Beaucoup venaient qu’une fois. L’échantillon ergotant sur Hadès était pas dans leur style. Le retraité qu’en a de côté est un avare dont l’aigre n’est pas de philosopher, mais de mettre ses dépenses en équation. Le philosophe est un braillard fauché qui a perdu l’ardeur de l’hoplite.
Quoique dans les prix, elles étaient pas contentes de leur affût. Malgré des déguisements de chasse à faire fuir un colvert, le gibier valait pas la chevrotine. Elles si distinguées, jeunes encore, comme sorties du pensionnat malgré trente ans de vaisselle pour un mari mort, elles finissaient par regretter le peu de conversation au lit du défunt.
Elles voyaient pas le fripon beau gosse, manier Wittgenstein, jurer que Kant s’était jamais branlé ! Elles auraient voulu que l’engeance passât aux actes rien que pour voir, si les grands textes font les grosses bites. Mais la sagesse, c’est pas DSK qui démentira, ça tire pas un coup pour frimer en philo, ça n’en tire même plus du tout, quand c’est qu’on comprend que Platon se tapait plus Alcibiade au gymnase sous la douche, depuis qu’était rentré de chez Denis, décapsulé et revenu de tout.
Elles entendaient rien aux diatribes. Dieu existe ! Bon et alors, qu’est-ce qu’on fait ? Et les deux qui n’attendaient qu’une date derrière un mot pour s’empoigner. Jésus est pas né l’an 1, ni l’an zéro. On s’en tape. Moi, j’suis de 48 et je t’emmerde. Ambiance !
Par hasard, quand une dame héroïque qu’avait plus sa tête à elle ou qui pensait plus jamais rencontrer l’âme sœur, revenait en deuxième séance, histoire de se prouver qu’elle avait pas eu la berlue, et qu’elle tombait sur les deux loustics à s’envoyer des vannes à faire péter les carreaux, fallait qu’elle soit barjot pour revenir une troisième.
On en connaît qui sont restées, malgré tout, stoïques. Une, à force de persévérance, a même fini en couple avec un du club qu’on entendait jamais. C’était un client du café d’en bas qui s’était trompé de porte et au lieu d’aller pisser était resté coincé entre deux lacaniens, trop timide pour déranger une deuxième fois !
La pauvre en pouvait plus d’attendre qu’un charron graisse l’essieu. Au moins avec le taiseux, elle avait une chance de tomber sur un faux philosophe. Un sportif par exemple ? Quelqu’un qu’écrit Nietzsche avec trois fautes, le bonheur ! C’était bien vu.
C’est ce jour-là que les deux hurleurs s’injurièrent à propos d’une interprétation : fallait-il dire Dècartes ou Dessecartes à propos de Descartes ? Sujet d’une gravité extrême. On a bien cru au café du rez-de-chaussée, qu’on troussait de la rombière récalcitrante, au point que le garçon est venu voir ce qu’on foutait.

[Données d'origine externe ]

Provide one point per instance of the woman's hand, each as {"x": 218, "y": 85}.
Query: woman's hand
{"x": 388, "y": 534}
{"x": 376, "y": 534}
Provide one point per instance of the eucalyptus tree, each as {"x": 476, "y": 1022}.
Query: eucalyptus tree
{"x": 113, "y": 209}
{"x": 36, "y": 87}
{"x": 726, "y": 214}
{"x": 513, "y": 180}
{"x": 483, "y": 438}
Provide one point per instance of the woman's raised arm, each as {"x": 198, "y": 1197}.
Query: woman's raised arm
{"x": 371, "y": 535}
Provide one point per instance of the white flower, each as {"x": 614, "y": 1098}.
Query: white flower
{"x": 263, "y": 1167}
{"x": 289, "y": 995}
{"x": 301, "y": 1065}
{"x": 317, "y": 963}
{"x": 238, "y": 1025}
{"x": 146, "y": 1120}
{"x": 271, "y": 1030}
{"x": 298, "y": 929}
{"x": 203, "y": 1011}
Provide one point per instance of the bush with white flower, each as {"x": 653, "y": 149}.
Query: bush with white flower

Le sourd qui s’entêtait dans le Dessecartes avait jeté son « kit Robert Hossein » sur la table, l’autre cinglé emplissait l’air de ses cris. Dècartes emporta le morceau. Plus jamais on l’a revu, le sourd.
Le taiseux, depuis qu’il était en couple, s’était mis à parler. C’est lui qui nous a appris que Dessecartes était mort peu de jours après la séance des cris.
On l’a pas cru. C’est un fait. Pourtant, on l’a jamais revu. Quelques mois plus tard, un petit vieux qui ressemblait vaguement au disparu, à cause d’un râtelier mal ajusté, dit « dessecarpes ». Un placenta de Derrida ajouta « C’est l'autre qui revient …avait avalé l’arête ».